In this study, an analytical model was developed to predict the gas molecular diffusion depth in the pore channels. Different crystal sizes of UiO-66 were synthesized to empirically determine the diffusion depths and compare them with modeled results.

The effects of various gas characteristics (molecular mean free path, molecular kinetic energy, and molecular polarity) on the diffusivity were investigated. Significant differences in diffusion depths were found among different gas characteristics. Greater diffusion depth was observed for a smaller mean free path due to fewer collisions between gas molecules and pore surfaces. On the other hand, greater diffusion depth in response to greater molecular kinetic energy with more collisions was observed. Besides the mean free path and molecular kinetic energy, it was found that a larger molecular polarity led to shorter diffusion depth owing to greater van der Waals force between the gas molecule and the pore surface.

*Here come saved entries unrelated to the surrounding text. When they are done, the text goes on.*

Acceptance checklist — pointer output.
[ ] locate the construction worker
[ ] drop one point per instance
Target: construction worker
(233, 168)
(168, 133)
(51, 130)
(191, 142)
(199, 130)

The analytical model is able to estimate the purification efficiency and adsorption capacity of porous adsorbents for gaseous contaminants in the cathode supply air that was directly extracted from the ambient air. For a given target adsorbate, the optimal pore structure of porous adsorbent and adsorption conditions could be analytically screened and determined. Although this model cannot precisely calculate the gas molecules’ diffusion in complicated-shaped pores, the results presented in this study provided useful information to facilitate more efficient operation scenarios in major porous diffusion applications such as catalysis, electrochemistry, and separations.